Borderline (The Arcadia Project, #1)

“Do celebrities come here?” I asked Caryl. “I’m not familiar with Santa Barbara.”


“Most of our human clientele prefer more expensive resorts,” she said. “But fey enjoy this retreat because of the orange grove on the grounds. Fey are obsessed with fruit. Citrus fruits in general are probably the most common smuggling problem we have.”

“Candy, too, to judge by Rivenholt. Fey are weird.”

“The word ‘weird’ descends from the Old English wyrd, by way of the Old Norse urer, meaning fate. So, yes.”

“Have you noticed that you’re impossible to have a normal conversation with?”

“I am not inclined to elect you arbiter of normal.”

Since talking was futile, we sat around some more. Eventually the woman at the front desk was relieved by a man. Elliott got restless and started doing aerial acrobatics. When his attempt to dive-bomb a departing family made me laugh out loud, Caryl recalled him to her side.

“I think I will take a brief stroll about the grounds,” she said. “Stay here, and if Rivenholt appears, find some way to detain him.”

With those vague instructions, Caryl left. Now that Elliott wasn’t around to amuse me, I pushed my fey lenses up onto my head and settled in to people-watch. Having sunglasses that weren’t dirt cheap made me a little nervous; I had already gone longer without losing these than any other pair I’d owned.

I spotted only one other familiar face, a curly-haired Latina from a canceled police procedural. Time began to drag, and my AK prosthetic began to dig uncomfortably into my butt cheek. Trying not to attract too much attention, I rose and stretched, keeping myself out of the eye line of the man at the front desk. I practiced walking, letting my cane dangle in my left hand and seeing if I could smooth out my stride without its help. It was beginning to seem as though Rivenholt would not be spooked enough to check out, so this could be a long siege, and I had nothing better to do.

As I moved, I saw another vaguely familiar man seated at the bar. Messy hair the color of coffee grounds, rough features, a pretentious goatee. I amused myself for a moment by trying to remember what show he was on, and then he turned his head to look directly at me.

From the expression on his face, it seemed he recognized me, too.





15


Shit. My mind raced. Someone from UCLA? Someone who’d worked on one of my films? I looked away, feigning disinterest even as my stomach began to churn. My memory was a little unreliable thanks to my brain injury, but there weren’t many people from my old life who would remember me fondly. I hadn’t just burned my bridges; I’d nuked them from orbit.

After a moment I dared another look at him. He was still staring at me. He stroked his goatee for a moment, then slid off his bar stool and started toward me. He was tall, and I had a sudden feeling he was going to come over and give me a big Hollywood hug. At the thought of being crushed against his rumpled button-down shirt, my palms went damp.

Without thinking, I turned and headed for one of the archways, fleeing the lobby without even trying to be subtle about it. I heard the man working at the front desk say, “Miss?” politely, but I pretended not to hear him.

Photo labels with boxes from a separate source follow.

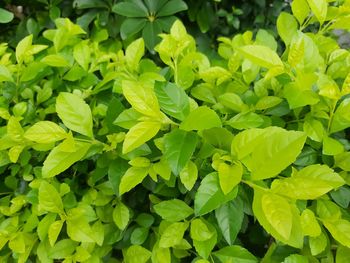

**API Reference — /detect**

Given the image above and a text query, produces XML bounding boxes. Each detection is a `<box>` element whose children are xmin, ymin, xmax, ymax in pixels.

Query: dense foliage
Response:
<box><xmin>0</xmin><ymin>0</ymin><xmax>350</xmax><ymax>263</ymax></box>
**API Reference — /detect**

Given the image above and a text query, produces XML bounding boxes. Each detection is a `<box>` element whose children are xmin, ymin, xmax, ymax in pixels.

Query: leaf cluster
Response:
<box><xmin>0</xmin><ymin>0</ymin><xmax>350</xmax><ymax>263</ymax></box>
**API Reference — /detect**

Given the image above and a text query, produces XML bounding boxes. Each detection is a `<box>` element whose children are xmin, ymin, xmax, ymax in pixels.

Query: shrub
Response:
<box><xmin>0</xmin><ymin>0</ymin><xmax>350</xmax><ymax>263</ymax></box>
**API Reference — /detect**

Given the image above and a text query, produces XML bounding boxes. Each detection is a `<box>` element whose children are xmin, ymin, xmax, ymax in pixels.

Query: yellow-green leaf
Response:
<box><xmin>239</xmin><ymin>45</ymin><xmax>283</xmax><ymax>69</ymax></box>
<box><xmin>218</xmin><ymin>162</ymin><xmax>243</xmax><ymax>195</ymax></box>
<box><xmin>48</xmin><ymin>220</ymin><xmax>64</xmax><ymax>247</ymax></box>
<box><xmin>122</xmin><ymin>80</ymin><xmax>160</xmax><ymax>118</ymax></box>
<box><xmin>261</xmin><ymin>193</ymin><xmax>293</xmax><ymax>239</ymax></box>
<box><xmin>119</xmin><ymin>167</ymin><xmax>148</xmax><ymax>195</ymax></box>
<box><xmin>42</xmin><ymin>141</ymin><xmax>91</xmax><ymax>178</ymax></box>
<box><xmin>123</xmin><ymin>121</ymin><xmax>161</xmax><ymax>154</ymax></box>
<box><xmin>24</xmin><ymin>121</ymin><xmax>67</xmax><ymax>143</ymax></box>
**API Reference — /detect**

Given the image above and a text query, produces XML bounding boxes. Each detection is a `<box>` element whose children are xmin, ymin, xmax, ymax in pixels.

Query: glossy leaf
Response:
<box><xmin>42</xmin><ymin>141</ymin><xmax>91</xmax><ymax>178</ymax></box>
<box><xmin>194</xmin><ymin>173</ymin><xmax>238</xmax><ymax>216</ymax></box>
<box><xmin>218</xmin><ymin>162</ymin><xmax>243</xmax><ymax>194</ymax></box>
<box><xmin>240</xmin><ymin>45</ymin><xmax>283</xmax><ymax>69</ymax></box>
<box><xmin>180</xmin><ymin>106</ymin><xmax>221</xmax><ymax>131</ymax></box>
<box><xmin>215</xmin><ymin>198</ymin><xmax>244</xmax><ymax>245</ymax></box>
<box><xmin>122</xmin><ymin>80</ymin><xmax>160</xmax><ymax>117</ymax></box>
<box><xmin>119</xmin><ymin>167</ymin><xmax>148</xmax><ymax>195</ymax></box>
<box><xmin>213</xmin><ymin>248</ymin><xmax>258</xmax><ymax>263</ymax></box>
<box><xmin>164</xmin><ymin>129</ymin><xmax>198</xmax><ymax>175</ymax></box>
<box><xmin>113</xmin><ymin>202</ymin><xmax>130</xmax><ymax>230</ymax></box>
<box><xmin>24</xmin><ymin>121</ymin><xmax>67</xmax><ymax>143</ymax></box>
<box><xmin>56</xmin><ymin>92</ymin><xmax>93</xmax><ymax>137</ymax></box>
<box><xmin>123</xmin><ymin>121</ymin><xmax>160</xmax><ymax>154</ymax></box>
<box><xmin>179</xmin><ymin>161</ymin><xmax>198</xmax><ymax>191</ymax></box>
<box><xmin>39</xmin><ymin>181</ymin><xmax>63</xmax><ymax>216</ymax></box>
<box><xmin>153</xmin><ymin>199</ymin><xmax>193</xmax><ymax>222</ymax></box>
<box><xmin>307</xmin><ymin>0</ymin><xmax>328</xmax><ymax>25</ymax></box>
<box><xmin>154</xmin><ymin>82</ymin><xmax>190</xmax><ymax>121</ymax></box>
<box><xmin>271</xmin><ymin>164</ymin><xmax>345</xmax><ymax>200</ymax></box>
<box><xmin>251</xmin><ymin>129</ymin><xmax>306</xmax><ymax>180</ymax></box>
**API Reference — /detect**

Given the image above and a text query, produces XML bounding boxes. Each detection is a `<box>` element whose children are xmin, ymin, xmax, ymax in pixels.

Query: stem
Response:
<box><xmin>300</xmin><ymin>16</ymin><xmax>312</xmax><ymax>31</ymax></box>
<box><xmin>174</xmin><ymin>58</ymin><xmax>179</xmax><ymax>85</ymax></box>
<box><xmin>327</xmin><ymin>100</ymin><xmax>338</xmax><ymax>134</ymax></box>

When my eyes slammed up against morning sunlight and glittering sidewalk, I slid the shades down again, but I didn’t slow until I’d rounded the corner of the nearest villa. I took a few deep breaths and then peeked around the corner back toward the lobby.

He hadn’t followed me.

I wasn’t sure what to do now, though. I didn’t know where Caryl was, but I didn’t want to go back to the lobby again either. So I ducked back around the corner and stood there admiring the landscaping and taking deep breaths of the sea air.

Before much longer I caught movement out of the corner of my eye: a figure wreathed in shadow was headed toward me. Recognizing Caryl’s magical haze, I pushed my glasses back up onto my head so I could see her.

Only it wasn’t Caryl.

The woman looked around forty or so, but a Beverly Hills forty. Her lustrous chocolate-syrup dye job had little gleams of raspberry where the sun caught it. I’d have called her handsome rather than beautiful; even her plump garnet-glossed lips did nothing to soften the severity of her features. Frankly, she looked like the kind of person who might cheerfully break my neck and toss me in a closet.

She didn’t notice me until she was about to stride directly by me, and then she only gave me a vague smile before continuing past me toward the lobby. I shuddered involuntarily as she passed.

I’m not sure how long I stood there trying to make sense of this before I felt a familiar tingling on my shoulder and lowered my glasses to find Elliott sitting there.